David Heinemeier Hansson, creator of Ruby on Rails and partner in 37 signals, went nuclear on the official 37s blog in a profanity-titled post called You’re not on a fucking plane (and if you are, it doesn’t matter)! – (37signals). Now, I’m not a prude (feel free to search this blog or come out drinking with me), but leading a post on your corporate blog with the f-bomb is, what’s the word, dumb.
But I’m not here to lament David’s immature way of titling a post, but to take issue with the content of his post. Essentially, David argues that there’s no need for offline components to web applications because connectivity is so ubiquitous. Which is true, if you live in a major metropolitan area, such as David does. But here in the uncharted backwaters of suburban Detroit (Ann Arbor), there’s no such thing as ubiquitous WiFi. Sure, I could pay another $80 a month to get an EVDO card, but do I really need that? Not really, certainly not for business.
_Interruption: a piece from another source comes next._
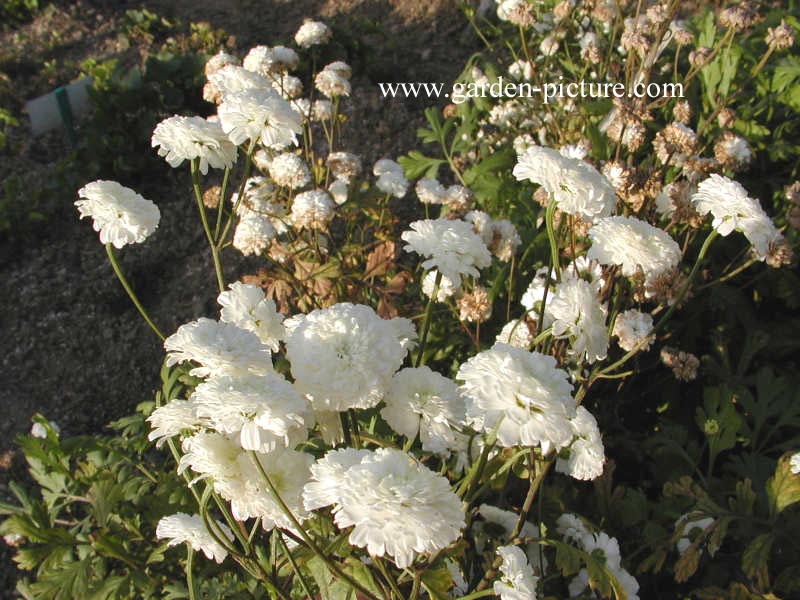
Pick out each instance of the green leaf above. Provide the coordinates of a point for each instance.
(755, 558)
(783, 488)
(437, 582)
(415, 164)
From a business standpoint, I know that my customers (professors and researchers) like to go to places that, ding, no one has been before. I wonder if they’ve laid lines that can handle 10mbps internet connections or cell tower that carry EVDO. I’m going to guess not. So, when I want my customers to interact with the web application we’ve built for them to get their research reviewed, how do they do that without an offline component? The answer now is paper, fax, and time.
So, why is 37 signals being so shortsighted? Apollo. Yep, that old chestnut called competition. Can’t access your Basecamp account from the airplane? Build your own app that let’s you update your project information offline and then synch that data when you do connect to the Internet. Sure, it’s a stretch but the threat to 37 Signals and RoR is there.
As one of the commenters to the 37s post said, “Distortion field at work here, folks.”